Diana la siguió porque no podía hacer otra cosa; la asustaba lo que se acercaba y al mismo tiempo la angustiaba saber que la distancia entre la parte de su ser que estaba haciendo aquella travesía y la parte que había quedado atrás, junto a Quentin, era cada vez mayor. Aquella angustia no hizo sino crecer cuando se dio cuenta de que aquel corredor le era desconocido y de que ignoraba cómo encontrar el camino que la llevaría de regreso junto a él.
Quentin se paseaba con nerviosismo por la sala, volviendo una y otra vez la mirada hacia el rostro de Diana. Ella tenía los ojos cerrados, el semblante apacible, y, de no haber sabido que no era así, él la habría creído dormida.
Pero Diana no estaba dormida.
Un camarero del servicio de habitaciones había llegado y se había ido, pero el café que Stephanie les había mandado seguía intacto sobre la bandeja. Quentin no quería café, pero le habría sentado bien algo más fuerte. Algo mucho más fuerte.
«No me toques. Hay algo que tengo que… No me toques. Espera.»
Esperar. Solamente esperar. ¿Cuánto tiempo se suponía que debía esperar? ¿Cuánto tiempo podía estar Diana… donde estuviera sin correr peligro?
Quentin suponía que se hallaba en el tiempo gris. No estaba seguro de qué había desencadenado aquello, como no fuera una mezcla entre el estado de alteración emocional de Diana tras descubrir lo de Missy y la tormenta que retumbaba fuera. Seguramente era eso, se dijo. La tormenta, desde luego, estaba desordenando todos sus sentidos, y teniendo en cuenta lo ocurrido durante la última tempestad, era indudable que aquélla habría afinado los de Diana.
Eran los propios sentidos de Quentin, en los que ya no podía confiar, los que le impedían extender el brazo hacia ella, tocarla, amarrarla. Durante una tormenta, mucho más aún que habitualmente, se sentía casi desconectado del flujo de información sensorial al que su cuerpo y su mente estaban acostumbrados. Todo le parecía sofocado, distante, fuera de su alcance.
Lo único que sabía con certeza era que lo que Diana estaba haciendo era peligroso. Y necesario.
Eso era lo que no podía soslayar, la sólida convicción de que Diana tenía que hacer aquello, de que era importante. Y de que, si él interfería, si la hacía volver por la fuerza del lugar donde debía estar en ese momento, lo lamentaría.
La cuestión era: ¿podía confiar siquiera en sus más profundas certezas? ¿Podía confiar en su instinto?
Porque, si no podía y esperaba demasiado tiempo antes de intentar hacerla volver… quizá Diana quedara fuera de su alcance, o del alcance de cualquiera.

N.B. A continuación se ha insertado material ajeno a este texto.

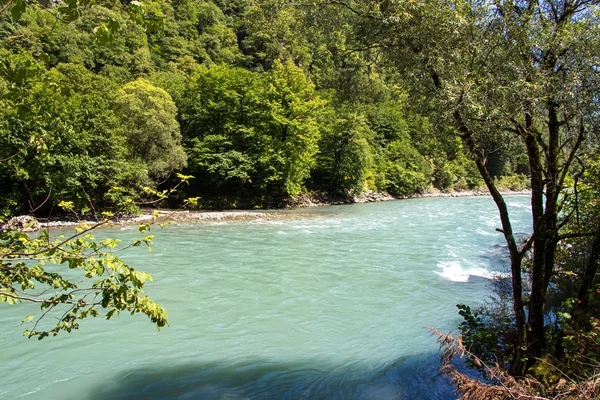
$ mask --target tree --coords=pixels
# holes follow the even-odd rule
[[[181,133],[171,96],[145,79],[123,86],[117,95],[128,150],[148,166],[153,178],[165,178],[186,165]]]
[[[120,204],[113,212],[95,215],[96,222],[80,222],[71,235],[52,237],[48,229],[39,236],[31,237],[21,230],[0,226],[0,302],[11,305],[30,302],[40,305],[41,314],[27,316],[21,323],[32,322],[24,335],[43,339],[56,336],[62,331],[79,328],[81,320],[102,316],[111,319],[122,311],[145,314],[157,328],[167,325],[168,313],[150,297],[143,295],[143,287],[152,277],[130,267],[118,254],[131,247],[145,245],[150,249],[154,235],[152,225],[139,226],[142,237],[128,245],[121,240],[104,238],[98,240],[93,231],[110,224],[115,215],[129,210],[137,202],[156,203],[173,194],[177,187],[187,184],[191,176],[178,174],[180,182],[164,191],[146,190],[145,200],[123,187],[113,187],[108,195]],[[197,205],[197,198],[185,200],[186,205]],[[66,211],[75,211],[73,202],[59,204]],[[156,222],[158,214],[154,214]],[[37,221],[31,219],[24,228],[32,228]],[[10,224],[9,224],[10,225]],[[160,224],[163,228],[166,224]],[[83,284],[64,270],[81,271]],[[47,316],[54,317],[51,322]],[[45,320],[44,320],[45,319]],[[48,323],[49,322],[49,323]]]
[[[564,236],[555,258],[557,274],[550,288],[551,306],[561,326],[562,339],[555,354],[566,359],[569,370],[586,376],[598,368],[600,353],[600,159],[597,151],[582,157],[586,166],[575,176],[576,191],[566,199]],[[580,232],[596,232],[582,236]]]
[[[254,194],[264,142],[264,81],[255,72],[201,68],[181,100],[181,127],[192,173],[204,193]]]
[[[276,62],[267,82],[267,133],[275,154],[261,162],[272,171],[266,178],[269,186],[280,185],[284,194],[293,196],[300,193],[314,166],[320,138],[316,115],[325,100],[315,95],[314,84],[291,60]]]
[[[421,95],[475,161],[510,252],[517,330],[511,371],[523,374],[548,350],[545,306],[561,229],[572,218],[561,214],[569,177],[582,151],[597,144],[590,138],[599,105],[599,2],[331,3],[361,17],[355,30],[361,43],[382,48],[399,71],[419,78]],[[513,141],[527,154],[531,174],[533,233],[524,243],[513,233],[489,162],[498,143]]]
[[[242,58],[229,18],[212,1],[153,2],[145,10],[164,20],[162,29],[148,35],[161,69],[186,56],[203,65],[234,64]]]
[[[432,173],[425,158],[406,140],[396,140],[388,148],[386,186],[392,194],[421,193],[427,189]]]
[[[315,162],[316,116],[323,104],[304,72],[289,62],[263,74],[204,69],[181,107],[190,169],[221,194],[246,193],[267,204],[295,195]]]
[[[467,54],[456,57],[453,67],[462,67],[458,73],[429,66],[434,85],[453,103],[456,129],[500,212],[511,257],[518,332],[515,375],[547,351],[546,296],[556,273],[557,245],[564,238],[560,230],[572,217],[559,218],[561,201],[568,196],[569,175],[575,172],[573,164],[593,129],[590,118],[597,112],[599,76],[593,60],[600,47],[594,8],[594,2],[586,1],[466,5],[464,12],[474,13],[477,19],[464,39],[496,47],[472,45]],[[462,87],[448,83],[450,76],[459,78]],[[486,159],[488,143],[510,136],[524,144],[531,171],[533,233],[521,245]],[[522,261],[529,251],[531,294],[525,312]]]
[[[374,132],[357,113],[328,107],[321,119],[321,151],[313,180],[324,182],[337,195],[360,193],[373,164],[369,140]]]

– Ya lo ha hecho otras veces -se oyó mascullar mientras deambulaba por la habitación sin dejar de observarla-. Lo ha hecho durante años, durante décadas. Yo no estaba allí, y ella volvió sin mi ayuda. Sin la ayuda de nadie. Ahora también podrá volver.
Si era tan fuerte como él creía.
Si era lo bastante fuerte.
Quentin detestaba todo aquello. Odiaba esperar, odiaba quedarse allí parado, sin nada que hacer salvo preocuparse. Se había visto forzado a hacerlo más de una vez en el pasado y, de hecho, sospechaba que Bishop le había puesto de cuando en cuando en esa situación deliberadamente, para enseñarle a tener paciencia.